The *'chunk.py' script extracts chunks using NLTK's regex based chunking feature from nlphose compliant JSON record. You need to supply a regex and a name for the regex pattern as parameters to this script. It appends a 'chunk' attribute to the JSON record which contains the name of pattern and the extracted chunk. This script can be used multiple times in a pipeline. In such a case the name of the regex pattern in every invocation should be different.

Sample usage:

./file2json.py -n 3 data/1342-0.txt |\
./chunk.py  observation '{<JJ>|<NN?>*<NN>}'

Here is a sample output for the above command:

{
  "file_name": "1342-0.txt",
  "id": "b3656be6-e2e7-11eb-93c4-42b45ace4426",
  "text": " Mr.
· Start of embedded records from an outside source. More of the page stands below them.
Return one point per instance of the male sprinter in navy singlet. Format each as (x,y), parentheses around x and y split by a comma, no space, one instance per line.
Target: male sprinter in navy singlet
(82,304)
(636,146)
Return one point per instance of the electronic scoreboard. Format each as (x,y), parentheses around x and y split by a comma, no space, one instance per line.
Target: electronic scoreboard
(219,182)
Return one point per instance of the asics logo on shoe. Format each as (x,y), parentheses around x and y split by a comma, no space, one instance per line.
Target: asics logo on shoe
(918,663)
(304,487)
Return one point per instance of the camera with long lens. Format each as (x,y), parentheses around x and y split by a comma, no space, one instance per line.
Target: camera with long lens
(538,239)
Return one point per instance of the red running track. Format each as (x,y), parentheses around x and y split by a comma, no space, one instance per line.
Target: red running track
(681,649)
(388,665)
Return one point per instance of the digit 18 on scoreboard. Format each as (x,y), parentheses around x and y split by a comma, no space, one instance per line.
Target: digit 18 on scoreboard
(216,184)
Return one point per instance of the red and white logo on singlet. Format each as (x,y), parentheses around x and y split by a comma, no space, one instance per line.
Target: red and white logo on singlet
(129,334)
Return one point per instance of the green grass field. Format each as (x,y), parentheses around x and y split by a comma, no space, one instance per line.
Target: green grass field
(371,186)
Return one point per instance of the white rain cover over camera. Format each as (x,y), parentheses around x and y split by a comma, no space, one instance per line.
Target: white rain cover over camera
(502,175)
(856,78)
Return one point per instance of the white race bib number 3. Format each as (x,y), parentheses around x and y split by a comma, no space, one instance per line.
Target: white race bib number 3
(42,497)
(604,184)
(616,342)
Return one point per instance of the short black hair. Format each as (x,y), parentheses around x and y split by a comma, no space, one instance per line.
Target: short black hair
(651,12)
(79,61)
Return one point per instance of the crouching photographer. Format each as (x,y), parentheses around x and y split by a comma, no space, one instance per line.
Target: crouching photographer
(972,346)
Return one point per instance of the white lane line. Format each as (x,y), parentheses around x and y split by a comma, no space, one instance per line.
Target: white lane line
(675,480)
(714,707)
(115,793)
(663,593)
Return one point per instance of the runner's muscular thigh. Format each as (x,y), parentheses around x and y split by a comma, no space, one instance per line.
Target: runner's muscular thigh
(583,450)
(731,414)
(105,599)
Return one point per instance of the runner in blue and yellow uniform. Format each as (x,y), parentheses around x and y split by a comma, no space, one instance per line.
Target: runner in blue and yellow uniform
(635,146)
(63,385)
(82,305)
Wickham was the happy man towards whom almost every female eye was turned, and Elizabeth was the happy woman by whom he finally seated himself; and the agreeable manner in which he immediately fell into conversation, though it was only on its being a wet night, made her feel that the commonest, dullest, most threadbare topic might be rendered interesting by the skill of the speaker.",
  "chunks": [
    [
      "observation",
      "happy man"
    ],
    [
      "observation",
      "happy woman"
    ],
    [
      "observation",
      "agreeable manner"
    ],
    [
      "observation",
      "threadbare topic"
    ]
  ]
}

Example where chunk.py is used twice usage:

./file2json.py -n 3 data/1342-0.txt |\
./chunk.py  adj_noun '{<JJ><NN>}' |\
./chunk.py  vb_noun '{<VB><NN>}' 

Here is a output record generated by above command:

{
  "file_name": "1342-0.txt",
  "id": "3c34a00e-e2e8-11eb-aeff-42b45ace4426",
  "text": " To Mr. Darcy it was welcome intelligence—Elizabeth had been at Netherfield long enough. She attracted him more than he liked—and Miss Bingley was uncivil to _her_, and more teasing than usual to himself. He wisely resolved to be particularly careful that no sign of admiration should _now_ escape him, nothing that could elevate her with the hope of influencing his felicity; sensible that if such an idea had been suggested, his behaviour during the last day must have material weight in confirming or crushing it.",
  "chunks": [
    [
      "adj_noun",
      "welcome intelligence—Elizabeth"
    ],
    [
      "adj_noun",
      "last day"
    ],
    [
      "adj_noun",
      "material weight"
    ],
    [
      "vb_noun",
      "_now_ escape"
    ]
  ]
}